Так лекарь Юдл объяснил тайны "медицинской премудрости" и обещал к вечеру зайти еще раз.
А Ципе-Бейле-Рейза, взглянув на своего мужа и увидев, как лежит он, бедняга, на разбитом топчане, укрытый тряпьем, закатив глаза, с запекшимися губами и бормочет в бреду что-то несуразное, заломила руки, стала биться головой о стену, рыдать, вопить, как по покойнику.
– Горе мне, беда и несчастье, гром меня разрази! И на кого ты меня покидаешь с малыми детками?!
А детишки, голые и босые, сбились в кучу возле горемычной матери и вторили ей. Старшие плакала потихоньку, пряча и глотая слезы; младшие, не понимая, что происходит, плакали навзрыд, и чем дальше, тем громче. И даже самый маленький, мальчик лет трех, с изможденным желтым личиком и вздутым животом, приковылял на своих кривых ножках к матери, ручонками обхватил голову и закричал: "Мама, ку-у-у-шать!.."
Все это сливалось в многоголосый хор, и присутствовать при этом постороннему было невыносимо. Всякий, кто ни входил к портному в дом, выбегал оттуда расстроенный, с обливающимся кровью сердцем и, когда опрашивали: "Как там Шимен-Эле?" - только махал рукой: "Что уж, мол, говорить о Шимен-Эле!"
Несколько ближайших соседок стояли заплаканные, с покрасневшими носами, смотрели в упор на Ципе-Бейле-Рейзу, немилосердно кривили губы и качали головами, точно желая сказать: "Ох, горе, горе тебе, Ципе-Бейле-Рейза!"
Поразительная вещь! Пятьдесят лет прожил Шимен-Эле в Злодеевке в нищете и лишениях, прозябал, словно червяк во тьме, и никому до него дела не было, и никто не знал, что он за человек. А сейчас, когда он заболел, вдруг обнаружились все его достоинства и качества.
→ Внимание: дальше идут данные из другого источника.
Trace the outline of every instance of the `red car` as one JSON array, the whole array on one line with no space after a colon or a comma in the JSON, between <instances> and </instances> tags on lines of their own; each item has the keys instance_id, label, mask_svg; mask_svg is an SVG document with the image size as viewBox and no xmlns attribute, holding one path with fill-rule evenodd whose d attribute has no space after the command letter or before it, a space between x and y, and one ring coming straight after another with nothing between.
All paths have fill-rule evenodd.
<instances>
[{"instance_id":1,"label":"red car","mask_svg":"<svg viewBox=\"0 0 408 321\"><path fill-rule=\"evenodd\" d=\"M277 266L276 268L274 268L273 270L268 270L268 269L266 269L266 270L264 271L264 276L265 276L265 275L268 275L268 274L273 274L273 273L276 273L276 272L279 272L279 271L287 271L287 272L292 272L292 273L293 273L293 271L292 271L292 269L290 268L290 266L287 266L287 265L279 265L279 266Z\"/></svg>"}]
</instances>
Вдруг все заговорили, что Шимен-Эле был замечательный, добрый и чистой души человек, щедрый благотворитель, то есть он урывал сколько можно было у богачей и раздавал беднякам, ссорился из-за них, дрался до крови, делился с ближними последним куском... И еще много чего рассказывали о бедном портном, как рассказывают о покойниках на похоронах... Чуть ли не весь город ходил проведать его, и всеми средствами спасали его, только бы он, упаси бог, не умер преждевременно...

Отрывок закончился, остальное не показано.